I've been a New Yorker for 23 years. Today Zohran Mamdani's swearing-in makes this city a real home | Mona Eltahawy
Briefly

I've been a New Yorker for 23 years. Today Zohran Mamdani's swearing-in makes this city a real home | Mona Eltahawy
"On a cold Saturday morning, a little over a week before the New York City mayoral election in November, I was at a park in Queens to speak at a fundraiser for Asiyah Women's Centre, the oldest and largest shelter providing support for American Muslim female victims of domestic violence. Vendors selling everything from chai to embroidered Palestinian handicrafts turned out to support the fundraiser; a DJ blasted music and artists painted children's faces with the colours of Halloween."
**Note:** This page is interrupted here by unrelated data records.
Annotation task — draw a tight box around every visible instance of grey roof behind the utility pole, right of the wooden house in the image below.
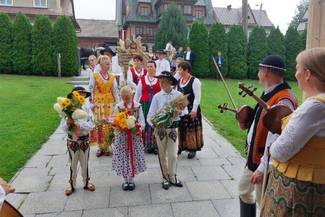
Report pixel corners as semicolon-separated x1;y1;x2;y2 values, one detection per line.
214;7;273;27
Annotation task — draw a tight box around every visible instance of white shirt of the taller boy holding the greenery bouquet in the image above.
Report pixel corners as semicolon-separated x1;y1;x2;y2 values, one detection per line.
147;89;188;126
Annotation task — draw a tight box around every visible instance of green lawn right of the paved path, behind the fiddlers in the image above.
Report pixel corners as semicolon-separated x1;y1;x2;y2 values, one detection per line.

"I had not asked him anything about the mayoral race but I knew exactly who he meant, because like Cher, Madonna, Beyonce and Bjork, our mayor-elect is simply Zohran to many of us. And not because we can't pronounce his family name I'm looking at you Andrew Cuomo and all who seem to deliberately mangle Mamdani. In New York City, and everywhere else I've been, 2025 was the year when everybody learned his name."
On a cold Saturday morning in Queens I spoke at a fundraiser for Asiyah Women's Centre, the oldest and largest shelter supporting American Muslim female victims of domestic violence. Vendors sold chai and embroidered Palestinian handicrafts; a DJ played music and artists painted children's faces for Halloween. I chose a protein-heavy kebab because of my lifting routine and the vendor identified the kebab as one of Zohran's favourites. Zohran became widely known in New York City in 2025 and is commonly called simply Zohran. He is being sworn in on the steps of City Hall with a 40,000-person celebration in Lower Manhattan, marking 2026 as his debut year. I have lived in New York for 23 years, spending 19 of those years in Harlem in a rent-stabilised brownstone apartment.